I hope that helps smile

colie Sun 01-Feb-09 17:28:54

Thanks everybody.

I know it is a nightmare situation, for the school and for me and dh. Singalong-a rl friend ex school teacher, had advised me that all of this is part of life experience for dd and teaching her about how to get along with people, where she fits in etc. I have been bearing all this in mind, which is why I have never mentioned it to school.

I think in the past my dd has said nasty things to them and vice versa. I think it has now got to the stage where she has them on such a high pedestal that she just idolyses (sp) them. She has also learnt that the best defence is conformity.

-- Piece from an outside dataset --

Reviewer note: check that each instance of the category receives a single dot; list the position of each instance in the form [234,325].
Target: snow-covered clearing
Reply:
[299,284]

Dd has other friendships with little girls and I get all the usual stuff at times. I can tell it is just typical little girl stuff. Whereas with these two there is just such control, or need for control. I maybe totally wrong, and alot of it maybe coming from my dd as well. I suppose I can only wait to see what the school says.

I know I will be devasted if the school cannot seperate them up even if just for a year. I think I will consider changing her school sad if they can't accomodate this request.

Thanks again everyone for replying. The advice is much appreciated. I will be bearing it all in mind during my conversation with the school.

melissa75 Sun 01-Feb-09 20:30:51

Colie...I hope you will post the outcome from your convo with the school...I am interested to hear what they will be doing about it!

colie Sun 01-Feb-09 20:52:52

Melissa-thanks for the interest. Not sure what day I am speaking to the school, but will update when I get back.